Siegel had argued that a private university didn't deserve deference, and ESDC attorney John Casolaro was forced to agree that, under the state's reasoning, even a trade school would qualify as a beneficiary of eminent domain.
Ciparick cited another case in the Atlantic Yards litigation:
Indeed, there is nothing in the statutory language limiting a proposed educational project to public educational institutions. Moreover, consonant with the policy articulated in the UDC Act, ESDC has a history of participation in civic projects involving private entities. The most recent example of a civic project is the Atlantic Yards project, which authorized a private entity to construct and operate an arena for the Nets professional basketball franchise.Boundaries of a civic project
The proposed Project here is at least as compelling in its civic dimension as the private development in Matter of Develop Don't Destroy (Brooklyn). Unlike the Nets basketball franchise, Columbia University, though private, operates as a non-profit educational corporation. Thus, the concern that a private enterprise will be profiting through eminent domain is not present. Rather, the purpose of the Project is unquestionably to promote education and academic research while providing public benefits to the local community.

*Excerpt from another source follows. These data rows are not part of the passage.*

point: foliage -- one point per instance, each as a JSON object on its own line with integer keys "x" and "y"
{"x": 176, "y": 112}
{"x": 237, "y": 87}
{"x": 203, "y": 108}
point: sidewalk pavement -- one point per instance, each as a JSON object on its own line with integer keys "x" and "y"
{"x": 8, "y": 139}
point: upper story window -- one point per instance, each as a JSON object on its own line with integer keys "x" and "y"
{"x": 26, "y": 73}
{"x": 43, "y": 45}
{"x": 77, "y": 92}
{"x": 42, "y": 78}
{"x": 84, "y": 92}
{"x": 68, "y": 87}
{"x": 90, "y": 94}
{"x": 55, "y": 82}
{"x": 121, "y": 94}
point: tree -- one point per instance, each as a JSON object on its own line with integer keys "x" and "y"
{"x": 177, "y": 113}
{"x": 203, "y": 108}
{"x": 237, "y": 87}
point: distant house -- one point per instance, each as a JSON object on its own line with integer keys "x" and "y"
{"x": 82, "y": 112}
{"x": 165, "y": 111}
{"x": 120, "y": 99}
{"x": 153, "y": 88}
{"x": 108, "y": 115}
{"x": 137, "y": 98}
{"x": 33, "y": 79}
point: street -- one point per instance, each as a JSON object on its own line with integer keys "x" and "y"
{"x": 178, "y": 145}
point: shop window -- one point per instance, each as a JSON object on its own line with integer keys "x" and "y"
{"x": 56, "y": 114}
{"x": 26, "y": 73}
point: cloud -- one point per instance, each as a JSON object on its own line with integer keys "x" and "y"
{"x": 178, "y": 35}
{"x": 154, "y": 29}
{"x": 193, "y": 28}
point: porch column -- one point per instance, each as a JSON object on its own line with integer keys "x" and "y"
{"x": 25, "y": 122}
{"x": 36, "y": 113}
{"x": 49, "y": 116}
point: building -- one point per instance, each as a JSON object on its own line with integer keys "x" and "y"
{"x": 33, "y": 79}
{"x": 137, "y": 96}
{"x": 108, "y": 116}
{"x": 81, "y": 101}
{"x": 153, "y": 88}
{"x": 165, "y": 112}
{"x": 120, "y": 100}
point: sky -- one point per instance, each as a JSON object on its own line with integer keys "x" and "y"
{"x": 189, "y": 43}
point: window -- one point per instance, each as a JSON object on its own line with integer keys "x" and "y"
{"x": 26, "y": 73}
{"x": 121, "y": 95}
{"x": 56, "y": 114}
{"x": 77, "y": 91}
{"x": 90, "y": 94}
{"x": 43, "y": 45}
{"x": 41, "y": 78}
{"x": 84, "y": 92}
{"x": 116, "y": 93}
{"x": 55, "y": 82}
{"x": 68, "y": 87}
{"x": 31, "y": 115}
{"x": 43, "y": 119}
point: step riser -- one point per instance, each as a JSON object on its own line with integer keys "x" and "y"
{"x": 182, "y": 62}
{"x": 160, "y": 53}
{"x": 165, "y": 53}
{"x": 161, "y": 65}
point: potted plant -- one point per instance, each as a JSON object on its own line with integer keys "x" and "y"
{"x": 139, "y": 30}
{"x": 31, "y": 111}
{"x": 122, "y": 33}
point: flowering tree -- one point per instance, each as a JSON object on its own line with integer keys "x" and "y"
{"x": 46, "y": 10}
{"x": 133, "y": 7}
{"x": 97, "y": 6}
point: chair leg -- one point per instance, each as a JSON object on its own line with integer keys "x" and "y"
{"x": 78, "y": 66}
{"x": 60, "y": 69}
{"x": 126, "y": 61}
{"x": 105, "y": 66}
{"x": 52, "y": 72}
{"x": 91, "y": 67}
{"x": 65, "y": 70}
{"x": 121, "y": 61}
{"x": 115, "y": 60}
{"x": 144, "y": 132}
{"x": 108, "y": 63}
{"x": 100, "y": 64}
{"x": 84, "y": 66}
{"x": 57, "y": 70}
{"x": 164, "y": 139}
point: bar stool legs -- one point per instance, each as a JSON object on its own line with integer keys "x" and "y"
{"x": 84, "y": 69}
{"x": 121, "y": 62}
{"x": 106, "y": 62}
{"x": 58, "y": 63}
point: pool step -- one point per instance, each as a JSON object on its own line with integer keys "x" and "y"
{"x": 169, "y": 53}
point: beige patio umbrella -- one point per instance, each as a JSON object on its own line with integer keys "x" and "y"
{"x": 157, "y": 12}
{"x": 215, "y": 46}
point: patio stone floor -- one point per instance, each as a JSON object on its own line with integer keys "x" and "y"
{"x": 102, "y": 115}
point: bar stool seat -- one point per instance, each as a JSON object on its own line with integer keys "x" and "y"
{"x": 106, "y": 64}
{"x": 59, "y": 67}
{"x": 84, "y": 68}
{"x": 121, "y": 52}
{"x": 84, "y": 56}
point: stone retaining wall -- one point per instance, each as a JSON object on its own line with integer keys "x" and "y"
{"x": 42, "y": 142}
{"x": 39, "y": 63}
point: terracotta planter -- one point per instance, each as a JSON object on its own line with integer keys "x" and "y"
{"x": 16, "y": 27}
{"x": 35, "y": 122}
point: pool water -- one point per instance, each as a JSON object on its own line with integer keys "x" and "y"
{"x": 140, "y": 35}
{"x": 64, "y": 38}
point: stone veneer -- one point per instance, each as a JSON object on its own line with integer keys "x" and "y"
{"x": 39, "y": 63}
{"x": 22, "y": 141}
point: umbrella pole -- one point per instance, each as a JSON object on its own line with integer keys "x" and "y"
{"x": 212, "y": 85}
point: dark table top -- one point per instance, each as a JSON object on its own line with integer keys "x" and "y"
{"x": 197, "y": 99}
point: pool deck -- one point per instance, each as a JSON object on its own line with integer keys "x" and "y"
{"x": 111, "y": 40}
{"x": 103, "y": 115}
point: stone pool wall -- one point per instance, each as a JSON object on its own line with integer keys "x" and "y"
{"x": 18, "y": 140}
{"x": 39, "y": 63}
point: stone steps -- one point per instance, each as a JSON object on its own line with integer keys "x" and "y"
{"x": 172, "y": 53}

How far could it go? Smith warned:
The majority seems to read this definition as broadly as its literal language permits. It implies that any public or private activity that can fairly be called educational -- or, by implication, cultural or recreational and so forth -- will qualify a project as "civic." Surely this approach will, in some imaginable cases, cause the statute to be unconstitutional as applied: would anyone seriously suggest, for example, that private tennis camps or karate schools ("educational" uses), or private casinos or adult video stores ("recreational" uses), qualify as "public" uses in the constitutional sense?Ciparick responded in a footnote:
Since the constitutionality of the UDC Act pertaining to "civic projects" is not challenged by petitioners, we respectfully disagree with our concurring colleague that it should be addressed here. Moreover, we do not believe that anything in our opinion could reasonably be construed to mean that "private tennis camps or karate schools" or "private casinos or adult video stores" would qualify as a "civic project" within the meaning of the UDC Act.It's a good question. After all, Supreme Court Justice Joan Madden, in deciding that the Atlantic Yards arena was a civic project, went to the dictionary.
As I noted in January 2008, because sports spectatorship is a form of amusement, which is one definition of "recreational," Madden wrote, the arena qualifies as a facility designed and intended for "recreational purposes," and as such constitutes a "civic project" as defined under the UDCA.
To me, Shoot the Freak at Coney Island would also qualify.